31 July 2008

We are alone

A couple of reminders this week that belief in the presence of alien beings on earth [1] is widespread and/or goes deep in parts of the culture:
a) the Brit who lost his appeal against extradition had hacked into U.S. military and space systems because he wanted to find out whether aliens really existed; and

b) 'Area 51' is the most popular conspiracy theory in the U.K.
The beliefs are peculiar to the times. As Hilary Mantel puts it, "until the idea of space flight became credible, there were no aliens; instead there were green men who hid in the woods" [2].

Imaginitively inhabiting the present extinction event in our own biosphere (if that is what it is) looks like a tougher call [3].

Der Erlkönig
Footnotes

1. The existence, or otherwise, of life in parts of our universe at present remote from us, or in other universes, may be a different matter.

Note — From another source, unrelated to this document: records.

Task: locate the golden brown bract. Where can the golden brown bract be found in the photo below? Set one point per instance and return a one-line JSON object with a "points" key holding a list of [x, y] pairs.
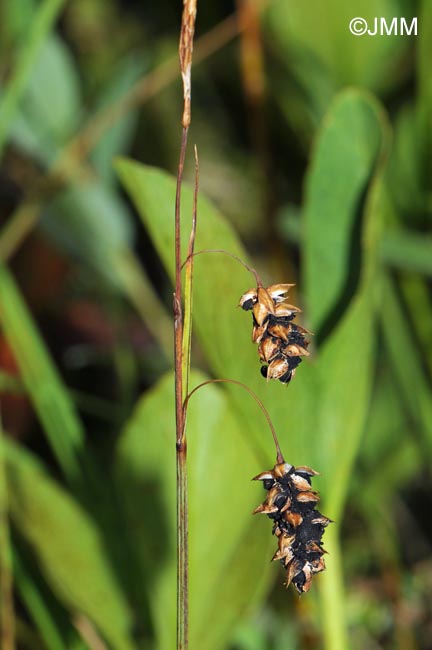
{"points": [[281, 342], [298, 526]]}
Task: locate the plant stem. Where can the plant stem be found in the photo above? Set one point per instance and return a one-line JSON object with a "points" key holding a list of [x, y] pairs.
{"points": [[7, 616], [279, 455], [181, 344]]}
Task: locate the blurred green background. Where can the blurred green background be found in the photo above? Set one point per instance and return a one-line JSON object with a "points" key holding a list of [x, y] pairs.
{"points": [[315, 151]]}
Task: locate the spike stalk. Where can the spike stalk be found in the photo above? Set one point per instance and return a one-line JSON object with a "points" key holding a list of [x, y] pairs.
{"points": [[182, 334]]}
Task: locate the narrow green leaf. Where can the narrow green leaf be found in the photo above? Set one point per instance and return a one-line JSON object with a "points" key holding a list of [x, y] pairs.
{"points": [[92, 223], [406, 361], [219, 281], [37, 607], [42, 380], [70, 549], [229, 567]]}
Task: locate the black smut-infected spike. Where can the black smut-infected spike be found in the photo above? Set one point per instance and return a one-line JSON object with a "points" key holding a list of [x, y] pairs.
{"points": [[298, 525], [276, 333]]}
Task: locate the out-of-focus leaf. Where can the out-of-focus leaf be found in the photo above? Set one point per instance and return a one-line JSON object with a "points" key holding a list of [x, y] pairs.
{"points": [[36, 38], [344, 159], [406, 361], [42, 380], [70, 548], [42, 615], [408, 251], [116, 140], [51, 105], [228, 564], [405, 171], [92, 223]]}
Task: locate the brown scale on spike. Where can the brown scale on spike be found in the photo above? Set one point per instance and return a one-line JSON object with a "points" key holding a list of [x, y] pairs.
{"points": [[298, 526], [281, 343]]}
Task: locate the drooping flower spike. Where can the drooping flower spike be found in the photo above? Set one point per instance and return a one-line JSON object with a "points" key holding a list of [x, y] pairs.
{"points": [[281, 343], [298, 526]]}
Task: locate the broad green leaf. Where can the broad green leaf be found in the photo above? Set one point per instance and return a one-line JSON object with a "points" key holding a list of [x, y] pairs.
{"points": [[42, 380], [52, 101], [35, 39], [344, 159], [50, 109], [229, 550], [43, 615], [69, 546], [424, 97], [321, 32], [92, 223], [406, 167], [219, 281]]}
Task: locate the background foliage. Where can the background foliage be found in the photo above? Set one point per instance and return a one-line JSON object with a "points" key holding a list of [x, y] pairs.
{"points": [[315, 154]]}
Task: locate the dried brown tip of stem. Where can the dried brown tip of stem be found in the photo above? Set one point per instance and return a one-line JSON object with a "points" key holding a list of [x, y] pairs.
{"points": [[185, 53], [282, 342]]}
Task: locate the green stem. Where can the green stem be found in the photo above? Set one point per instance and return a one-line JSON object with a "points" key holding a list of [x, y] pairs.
{"points": [[41, 24], [188, 291], [332, 595]]}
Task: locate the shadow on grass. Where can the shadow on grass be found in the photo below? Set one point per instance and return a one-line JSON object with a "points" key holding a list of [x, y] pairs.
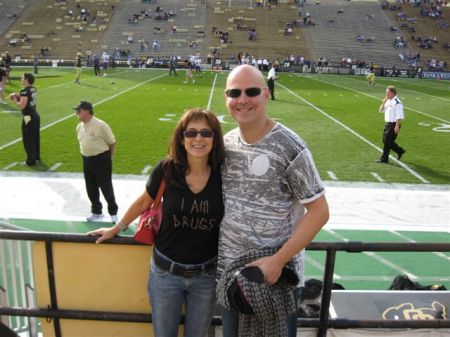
{"points": [[430, 172]]}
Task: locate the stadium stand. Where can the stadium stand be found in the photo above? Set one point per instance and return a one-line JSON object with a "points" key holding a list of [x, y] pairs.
{"points": [[271, 42], [58, 29]]}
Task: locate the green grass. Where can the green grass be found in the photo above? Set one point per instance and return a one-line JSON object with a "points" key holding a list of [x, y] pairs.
{"points": [[336, 115]]}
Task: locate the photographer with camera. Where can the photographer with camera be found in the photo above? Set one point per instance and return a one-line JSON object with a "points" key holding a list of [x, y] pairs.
{"points": [[31, 122], [3, 74]]}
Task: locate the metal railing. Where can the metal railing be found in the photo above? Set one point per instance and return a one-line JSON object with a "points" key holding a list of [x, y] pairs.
{"points": [[323, 323]]}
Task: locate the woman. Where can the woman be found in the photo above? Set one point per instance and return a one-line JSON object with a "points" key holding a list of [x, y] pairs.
{"points": [[31, 122], [183, 266]]}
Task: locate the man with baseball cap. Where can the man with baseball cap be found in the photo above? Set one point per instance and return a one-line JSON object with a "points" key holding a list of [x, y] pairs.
{"points": [[97, 146]]}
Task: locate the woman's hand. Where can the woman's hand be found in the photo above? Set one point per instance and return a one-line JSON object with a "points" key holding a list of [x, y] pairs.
{"points": [[105, 233]]}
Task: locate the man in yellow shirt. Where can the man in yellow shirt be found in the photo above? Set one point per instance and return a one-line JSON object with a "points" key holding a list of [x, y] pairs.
{"points": [[97, 146]]}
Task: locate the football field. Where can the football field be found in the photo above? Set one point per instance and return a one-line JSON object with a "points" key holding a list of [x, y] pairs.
{"points": [[336, 115]]}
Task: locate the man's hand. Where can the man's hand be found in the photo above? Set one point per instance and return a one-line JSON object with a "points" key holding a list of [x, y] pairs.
{"points": [[271, 268], [105, 233]]}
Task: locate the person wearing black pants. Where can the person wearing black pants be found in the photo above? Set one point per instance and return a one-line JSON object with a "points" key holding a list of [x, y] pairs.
{"points": [[97, 146], [97, 175], [31, 121], [393, 116], [271, 77]]}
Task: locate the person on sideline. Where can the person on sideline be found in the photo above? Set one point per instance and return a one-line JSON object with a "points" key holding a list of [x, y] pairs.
{"points": [[173, 65], [269, 179], [188, 68], [31, 122], [271, 78], [393, 116], [78, 67], [97, 147], [183, 266], [371, 75]]}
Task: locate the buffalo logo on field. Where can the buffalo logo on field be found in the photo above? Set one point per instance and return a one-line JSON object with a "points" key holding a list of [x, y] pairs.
{"points": [[407, 311]]}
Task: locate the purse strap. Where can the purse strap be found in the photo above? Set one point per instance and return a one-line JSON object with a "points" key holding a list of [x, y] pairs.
{"points": [[159, 194]]}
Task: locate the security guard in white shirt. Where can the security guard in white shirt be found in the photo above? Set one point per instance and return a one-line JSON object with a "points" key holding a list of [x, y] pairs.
{"points": [[393, 115]]}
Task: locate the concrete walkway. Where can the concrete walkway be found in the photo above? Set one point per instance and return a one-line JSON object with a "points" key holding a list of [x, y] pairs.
{"points": [[380, 206]]}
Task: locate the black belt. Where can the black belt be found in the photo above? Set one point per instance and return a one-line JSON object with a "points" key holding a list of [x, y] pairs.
{"points": [[180, 270]]}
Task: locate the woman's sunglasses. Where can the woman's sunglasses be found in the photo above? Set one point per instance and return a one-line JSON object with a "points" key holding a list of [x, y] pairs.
{"points": [[250, 92], [194, 133]]}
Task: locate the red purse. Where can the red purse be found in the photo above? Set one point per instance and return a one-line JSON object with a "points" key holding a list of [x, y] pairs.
{"points": [[150, 219]]}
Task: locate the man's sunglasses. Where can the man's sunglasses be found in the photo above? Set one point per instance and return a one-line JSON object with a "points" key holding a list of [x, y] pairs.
{"points": [[250, 92], [194, 133]]}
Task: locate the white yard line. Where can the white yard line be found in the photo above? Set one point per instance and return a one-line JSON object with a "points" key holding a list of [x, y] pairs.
{"points": [[406, 238], [403, 165], [377, 98], [4, 146]]}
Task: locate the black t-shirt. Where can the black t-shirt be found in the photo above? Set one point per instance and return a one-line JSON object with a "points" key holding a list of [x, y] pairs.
{"points": [[30, 108], [189, 232]]}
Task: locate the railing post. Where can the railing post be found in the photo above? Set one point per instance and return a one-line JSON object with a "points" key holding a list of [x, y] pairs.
{"points": [[52, 285], [326, 292]]}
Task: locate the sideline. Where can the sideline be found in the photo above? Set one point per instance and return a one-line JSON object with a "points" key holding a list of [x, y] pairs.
{"points": [[377, 98], [403, 165], [353, 205], [4, 146]]}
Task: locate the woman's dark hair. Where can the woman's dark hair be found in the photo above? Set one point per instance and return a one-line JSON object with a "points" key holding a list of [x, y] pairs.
{"points": [[176, 166], [29, 77]]}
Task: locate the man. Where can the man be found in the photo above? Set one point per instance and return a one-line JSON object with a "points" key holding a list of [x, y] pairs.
{"points": [[271, 78], [96, 65], [269, 178], [393, 116], [371, 75], [78, 67], [173, 66], [97, 146], [31, 122]]}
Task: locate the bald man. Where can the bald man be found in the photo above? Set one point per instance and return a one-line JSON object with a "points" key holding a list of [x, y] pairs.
{"points": [[269, 181]]}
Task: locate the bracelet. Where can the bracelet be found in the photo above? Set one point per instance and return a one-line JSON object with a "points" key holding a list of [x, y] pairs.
{"points": [[121, 225]]}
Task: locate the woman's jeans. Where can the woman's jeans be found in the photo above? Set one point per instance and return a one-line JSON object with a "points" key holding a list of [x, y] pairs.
{"points": [[230, 319], [169, 292]]}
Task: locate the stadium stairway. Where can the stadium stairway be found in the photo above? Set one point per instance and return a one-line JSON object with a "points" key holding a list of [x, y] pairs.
{"points": [[7, 8], [337, 40], [270, 41], [189, 19], [427, 26]]}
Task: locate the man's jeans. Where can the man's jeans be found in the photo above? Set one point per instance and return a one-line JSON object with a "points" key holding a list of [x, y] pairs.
{"points": [[230, 319], [169, 292]]}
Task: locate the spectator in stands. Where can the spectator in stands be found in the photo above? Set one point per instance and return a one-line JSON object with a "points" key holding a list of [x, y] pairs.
{"points": [[271, 78], [97, 147], [392, 108], [183, 265], [78, 67], [96, 64], [252, 222]]}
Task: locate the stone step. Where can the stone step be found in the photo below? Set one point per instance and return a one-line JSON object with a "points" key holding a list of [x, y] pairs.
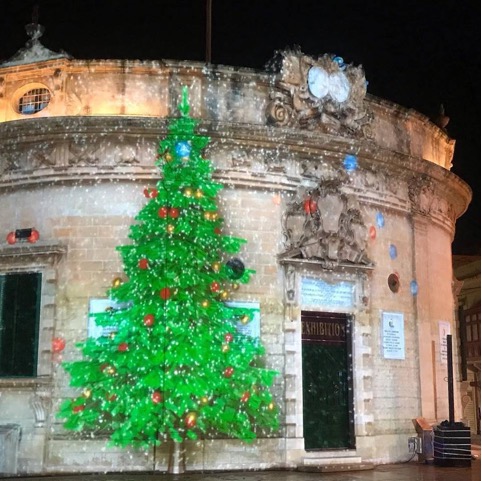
{"points": [[329, 461], [329, 454], [336, 468]]}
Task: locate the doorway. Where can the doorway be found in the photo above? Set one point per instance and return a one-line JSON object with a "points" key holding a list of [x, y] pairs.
{"points": [[327, 381]]}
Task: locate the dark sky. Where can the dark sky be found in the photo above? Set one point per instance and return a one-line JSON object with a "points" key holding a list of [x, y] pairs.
{"points": [[417, 53]]}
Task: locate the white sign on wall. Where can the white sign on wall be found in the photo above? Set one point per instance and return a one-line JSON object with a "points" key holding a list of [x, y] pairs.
{"points": [[252, 328], [443, 331], [393, 335], [97, 306], [316, 292]]}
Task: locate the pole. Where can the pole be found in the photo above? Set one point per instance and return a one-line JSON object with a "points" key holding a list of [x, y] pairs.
{"points": [[450, 377], [208, 29]]}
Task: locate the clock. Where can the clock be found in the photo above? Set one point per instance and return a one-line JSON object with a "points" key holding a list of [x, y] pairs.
{"points": [[321, 84], [318, 82]]}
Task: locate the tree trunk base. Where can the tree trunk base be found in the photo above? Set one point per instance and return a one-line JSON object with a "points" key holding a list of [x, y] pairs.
{"points": [[177, 458]]}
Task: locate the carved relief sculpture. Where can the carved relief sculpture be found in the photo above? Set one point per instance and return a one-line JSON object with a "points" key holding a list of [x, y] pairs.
{"points": [[326, 225], [320, 93]]}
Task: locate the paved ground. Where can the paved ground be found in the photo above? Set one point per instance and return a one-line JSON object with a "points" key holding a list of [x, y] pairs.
{"points": [[412, 471]]}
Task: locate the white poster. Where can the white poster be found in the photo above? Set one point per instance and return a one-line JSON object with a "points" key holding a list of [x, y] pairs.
{"points": [[97, 306], [316, 292], [252, 328], [393, 335], [443, 331]]}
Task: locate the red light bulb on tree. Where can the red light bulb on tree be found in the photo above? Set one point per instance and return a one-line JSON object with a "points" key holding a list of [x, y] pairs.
{"points": [[143, 264], [11, 239], [58, 344], [165, 293], [163, 212], [157, 397]]}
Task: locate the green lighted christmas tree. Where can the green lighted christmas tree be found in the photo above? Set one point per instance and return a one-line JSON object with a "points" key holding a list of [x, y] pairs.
{"points": [[174, 366]]}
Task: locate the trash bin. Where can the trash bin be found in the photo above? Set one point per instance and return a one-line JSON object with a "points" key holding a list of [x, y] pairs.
{"points": [[9, 440], [452, 445]]}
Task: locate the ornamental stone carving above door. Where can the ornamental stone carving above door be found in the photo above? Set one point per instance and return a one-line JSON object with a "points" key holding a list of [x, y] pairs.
{"points": [[325, 224]]}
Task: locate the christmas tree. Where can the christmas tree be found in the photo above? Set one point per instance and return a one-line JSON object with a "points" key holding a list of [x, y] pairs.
{"points": [[174, 366]]}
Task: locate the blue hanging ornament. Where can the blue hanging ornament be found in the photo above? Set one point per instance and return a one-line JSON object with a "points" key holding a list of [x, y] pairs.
{"points": [[380, 219], [350, 162], [183, 149], [340, 62]]}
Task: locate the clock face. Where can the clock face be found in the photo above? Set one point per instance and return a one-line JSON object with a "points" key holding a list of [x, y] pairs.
{"points": [[321, 84], [318, 81]]}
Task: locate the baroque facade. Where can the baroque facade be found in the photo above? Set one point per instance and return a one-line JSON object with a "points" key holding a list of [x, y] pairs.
{"points": [[349, 208]]}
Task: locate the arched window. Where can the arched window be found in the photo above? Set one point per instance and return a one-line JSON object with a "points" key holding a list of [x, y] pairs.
{"points": [[33, 101]]}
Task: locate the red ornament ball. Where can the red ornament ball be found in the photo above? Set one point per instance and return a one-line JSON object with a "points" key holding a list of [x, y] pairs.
{"points": [[150, 193], [34, 236], [143, 264], [162, 212], [165, 293], [11, 239], [245, 397], [190, 420], [157, 397], [58, 344], [310, 206], [174, 212]]}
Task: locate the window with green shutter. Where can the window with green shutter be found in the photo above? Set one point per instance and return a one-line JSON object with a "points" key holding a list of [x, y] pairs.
{"points": [[19, 323]]}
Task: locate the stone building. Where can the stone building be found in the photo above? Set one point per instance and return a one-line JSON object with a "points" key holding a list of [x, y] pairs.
{"points": [[467, 280], [348, 205]]}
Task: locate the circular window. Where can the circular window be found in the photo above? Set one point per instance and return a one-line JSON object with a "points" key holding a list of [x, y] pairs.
{"points": [[33, 101]]}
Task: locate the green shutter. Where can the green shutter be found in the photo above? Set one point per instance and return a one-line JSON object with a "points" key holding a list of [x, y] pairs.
{"points": [[19, 324]]}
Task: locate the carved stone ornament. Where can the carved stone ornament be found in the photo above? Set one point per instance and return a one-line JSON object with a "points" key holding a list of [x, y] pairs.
{"points": [[326, 224], [320, 93]]}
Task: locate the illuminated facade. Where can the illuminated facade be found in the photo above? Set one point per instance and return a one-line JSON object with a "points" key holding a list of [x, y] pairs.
{"points": [[349, 208]]}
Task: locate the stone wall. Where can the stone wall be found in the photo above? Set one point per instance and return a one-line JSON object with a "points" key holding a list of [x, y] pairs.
{"points": [[76, 173]]}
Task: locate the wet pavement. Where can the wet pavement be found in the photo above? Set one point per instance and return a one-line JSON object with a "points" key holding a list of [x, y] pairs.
{"points": [[411, 471], [394, 472]]}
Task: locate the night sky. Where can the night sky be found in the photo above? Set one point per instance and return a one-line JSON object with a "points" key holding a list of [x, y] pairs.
{"points": [[417, 53]]}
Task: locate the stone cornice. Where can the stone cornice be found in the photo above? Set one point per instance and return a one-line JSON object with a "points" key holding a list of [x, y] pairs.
{"points": [[50, 150]]}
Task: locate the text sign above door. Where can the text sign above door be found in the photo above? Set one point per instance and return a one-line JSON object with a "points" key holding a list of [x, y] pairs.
{"points": [[327, 331], [316, 292]]}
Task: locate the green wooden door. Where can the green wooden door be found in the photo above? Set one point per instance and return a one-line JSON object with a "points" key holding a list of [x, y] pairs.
{"points": [[327, 381]]}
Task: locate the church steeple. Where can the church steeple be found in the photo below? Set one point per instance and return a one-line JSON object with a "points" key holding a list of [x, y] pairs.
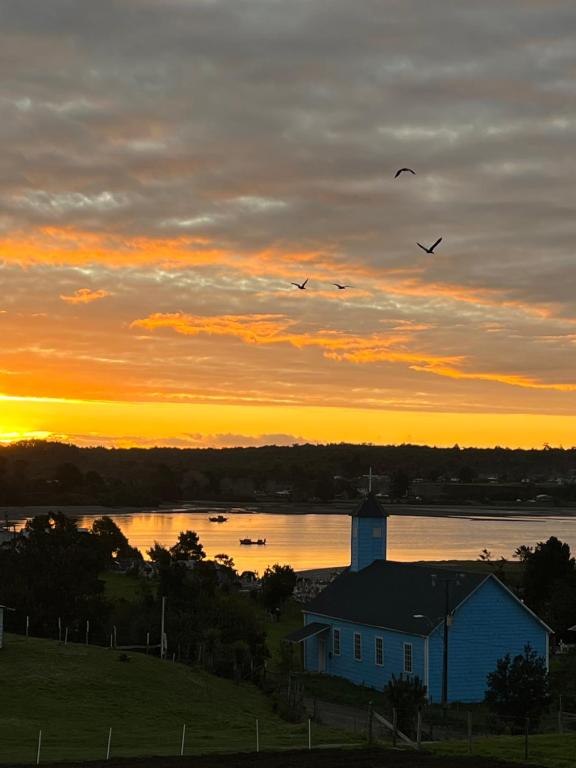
{"points": [[369, 524]]}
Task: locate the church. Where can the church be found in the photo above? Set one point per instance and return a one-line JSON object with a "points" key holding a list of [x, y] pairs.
{"points": [[381, 618]]}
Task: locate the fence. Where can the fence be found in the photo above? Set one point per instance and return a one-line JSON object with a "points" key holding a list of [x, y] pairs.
{"points": [[53, 744], [461, 726]]}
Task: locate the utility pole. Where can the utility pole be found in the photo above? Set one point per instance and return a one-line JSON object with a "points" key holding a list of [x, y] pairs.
{"points": [[447, 580], [162, 634], [445, 654]]}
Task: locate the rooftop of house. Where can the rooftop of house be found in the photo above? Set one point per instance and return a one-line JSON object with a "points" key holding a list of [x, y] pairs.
{"points": [[407, 590], [369, 507]]}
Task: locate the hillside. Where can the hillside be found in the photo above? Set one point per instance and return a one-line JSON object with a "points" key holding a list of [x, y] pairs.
{"points": [[76, 693]]}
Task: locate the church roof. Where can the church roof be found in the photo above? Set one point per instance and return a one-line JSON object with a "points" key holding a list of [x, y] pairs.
{"points": [[369, 507], [388, 595]]}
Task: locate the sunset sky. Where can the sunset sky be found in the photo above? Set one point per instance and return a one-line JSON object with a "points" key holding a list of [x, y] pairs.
{"points": [[168, 167]]}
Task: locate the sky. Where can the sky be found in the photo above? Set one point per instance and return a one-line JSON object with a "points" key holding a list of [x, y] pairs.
{"points": [[168, 169]]}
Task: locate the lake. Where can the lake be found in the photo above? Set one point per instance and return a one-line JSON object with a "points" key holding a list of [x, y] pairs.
{"points": [[323, 540]]}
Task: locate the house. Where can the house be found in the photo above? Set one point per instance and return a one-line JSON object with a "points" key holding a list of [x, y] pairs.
{"points": [[381, 618]]}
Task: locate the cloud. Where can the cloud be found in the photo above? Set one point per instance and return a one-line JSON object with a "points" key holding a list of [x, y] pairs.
{"points": [[85, 296], [277, 329], [200, 156]]}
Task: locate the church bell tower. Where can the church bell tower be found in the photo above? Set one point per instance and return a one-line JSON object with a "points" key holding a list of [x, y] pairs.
{"points": [[369, 531]]}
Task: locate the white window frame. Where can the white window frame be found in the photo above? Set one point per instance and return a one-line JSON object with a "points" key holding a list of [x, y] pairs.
{"points": [[359, 636], [380, 640], [336, 641], [408, 650]]}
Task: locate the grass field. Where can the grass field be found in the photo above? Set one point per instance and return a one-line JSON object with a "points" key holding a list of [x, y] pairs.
{"points": [[551, 750], [76, 693]]}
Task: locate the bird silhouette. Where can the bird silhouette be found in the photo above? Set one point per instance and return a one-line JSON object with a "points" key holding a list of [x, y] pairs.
{"points": [[431, 249]]}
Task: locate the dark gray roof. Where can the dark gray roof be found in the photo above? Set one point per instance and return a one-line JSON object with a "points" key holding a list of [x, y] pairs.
{"points": [[369, 507], [388, 594], [315, 628]]}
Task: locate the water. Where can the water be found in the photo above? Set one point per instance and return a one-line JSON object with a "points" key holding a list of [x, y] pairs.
{"points": [[323, 540]]}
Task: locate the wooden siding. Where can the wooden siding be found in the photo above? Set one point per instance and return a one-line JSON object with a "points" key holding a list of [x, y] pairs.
{"points": [[490, 624], [366, 671], [366, 546]]}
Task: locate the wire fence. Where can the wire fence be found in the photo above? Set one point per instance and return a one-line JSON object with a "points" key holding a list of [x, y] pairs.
{"points": [[55, 742]]}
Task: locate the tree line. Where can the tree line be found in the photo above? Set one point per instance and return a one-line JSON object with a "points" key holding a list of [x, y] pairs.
{"points": [[54, 576], [42, 472]]}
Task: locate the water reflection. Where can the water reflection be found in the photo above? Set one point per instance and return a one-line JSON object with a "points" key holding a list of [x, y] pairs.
{"points": [[317, 541]]}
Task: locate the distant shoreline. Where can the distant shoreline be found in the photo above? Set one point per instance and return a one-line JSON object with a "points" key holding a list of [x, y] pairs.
{"points": [[492, 512]]}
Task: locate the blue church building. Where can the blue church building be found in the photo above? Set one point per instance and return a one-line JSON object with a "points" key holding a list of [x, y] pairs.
{"points": [[381, 618]]}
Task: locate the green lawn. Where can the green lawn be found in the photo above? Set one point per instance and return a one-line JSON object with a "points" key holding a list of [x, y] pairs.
{"points": [[290, 619], [76, 693], [551, 750]]}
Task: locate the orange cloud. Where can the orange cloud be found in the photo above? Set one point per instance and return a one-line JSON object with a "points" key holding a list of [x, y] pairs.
{"points": [[277, 329], [502, 378], [85, 296]]}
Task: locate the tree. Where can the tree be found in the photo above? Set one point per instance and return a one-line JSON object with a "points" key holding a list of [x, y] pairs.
{"points": [[523, 553], [406, 695], [112, 538], [519, 689], [399, 484], [68, 476], [550, 563], [188, 547], [278, 584], [159, 555], [52, 572]]}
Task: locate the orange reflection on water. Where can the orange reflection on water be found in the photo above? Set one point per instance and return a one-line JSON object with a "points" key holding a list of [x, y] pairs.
{"points": [[323, 540]]}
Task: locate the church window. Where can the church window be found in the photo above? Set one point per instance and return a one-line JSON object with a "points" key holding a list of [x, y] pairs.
{"points": [[357, 646], [408, 657], [336, 641], [379, 651]]}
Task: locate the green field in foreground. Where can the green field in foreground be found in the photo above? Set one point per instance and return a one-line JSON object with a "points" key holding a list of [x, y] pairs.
{"points": [[76, 693], [552, 750]]}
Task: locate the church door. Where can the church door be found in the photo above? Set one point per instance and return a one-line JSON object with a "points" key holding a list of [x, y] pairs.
{"points": [[321, 655]]}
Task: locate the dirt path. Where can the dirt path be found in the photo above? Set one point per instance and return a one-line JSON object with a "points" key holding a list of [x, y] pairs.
{"points": [[319, 758]]}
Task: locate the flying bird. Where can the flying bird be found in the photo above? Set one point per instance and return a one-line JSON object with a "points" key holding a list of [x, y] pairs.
{"points": [[431, 249]]}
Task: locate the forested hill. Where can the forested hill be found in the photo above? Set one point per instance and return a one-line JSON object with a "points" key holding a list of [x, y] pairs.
{"points": [[57, 473]]}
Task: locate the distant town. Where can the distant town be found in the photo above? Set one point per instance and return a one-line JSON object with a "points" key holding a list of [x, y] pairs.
{"points": [[40, 473]]}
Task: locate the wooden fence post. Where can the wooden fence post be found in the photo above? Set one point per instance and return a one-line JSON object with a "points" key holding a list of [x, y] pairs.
{"points": [[39, 748], [183, 740], [370, 722]]}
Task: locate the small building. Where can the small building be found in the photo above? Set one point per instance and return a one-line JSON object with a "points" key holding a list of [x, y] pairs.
{"points": [[381, 618]]}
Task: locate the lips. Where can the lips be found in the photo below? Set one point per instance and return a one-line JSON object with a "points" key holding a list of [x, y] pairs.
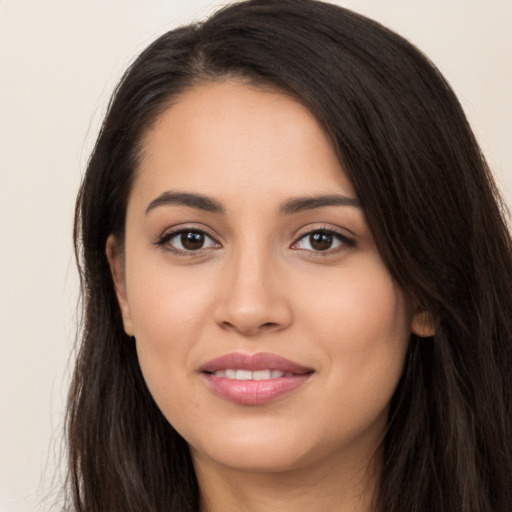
{"points": [[253, 379]]}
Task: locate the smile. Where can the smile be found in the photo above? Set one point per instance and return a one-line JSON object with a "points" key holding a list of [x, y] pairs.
{"points": [[255, 379], [256, 375]]}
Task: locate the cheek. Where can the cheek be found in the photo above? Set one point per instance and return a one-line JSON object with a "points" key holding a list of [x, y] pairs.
{"points": [[363, 324]]}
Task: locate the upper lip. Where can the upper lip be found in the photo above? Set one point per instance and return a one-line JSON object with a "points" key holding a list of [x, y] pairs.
{"points": [[253, 362]]}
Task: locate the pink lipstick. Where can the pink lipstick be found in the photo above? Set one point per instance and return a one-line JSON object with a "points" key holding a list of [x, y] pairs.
{"points": [[253, 379]]}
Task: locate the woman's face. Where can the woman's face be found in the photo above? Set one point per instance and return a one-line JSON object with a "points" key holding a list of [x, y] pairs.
{"points": [[268, 329]]}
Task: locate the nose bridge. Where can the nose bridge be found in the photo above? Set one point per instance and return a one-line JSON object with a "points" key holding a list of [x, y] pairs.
{"points": [[252, 300]]}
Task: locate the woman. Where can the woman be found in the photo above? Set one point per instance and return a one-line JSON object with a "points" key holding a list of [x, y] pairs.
{"points": [[297, 279]]}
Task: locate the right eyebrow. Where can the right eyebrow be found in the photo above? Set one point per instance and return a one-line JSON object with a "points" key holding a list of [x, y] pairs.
{"points": [[197, 201]]}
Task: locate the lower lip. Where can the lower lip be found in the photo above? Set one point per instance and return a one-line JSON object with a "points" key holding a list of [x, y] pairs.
{"points": [[254, 392]]}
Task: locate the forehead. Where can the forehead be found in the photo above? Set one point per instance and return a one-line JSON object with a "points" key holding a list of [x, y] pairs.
{"points": [[230, 137]]}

2. In the same piece Mantel writes:
On the lonely road by moonlight, the parts of ourselves oppressed by our intelligence come out to play. We meet ancestral selves, neither gods nor demons but short semi-humans with hairy ears and senses differently attuned – the eyesight of an eagle, the nose of a hound. The phenomena are internal, generated by the psychological mechanisms that connect us to each other and to our evolutionary past.
She has noted elsewhere that we are full of ghosts, but largely human ones.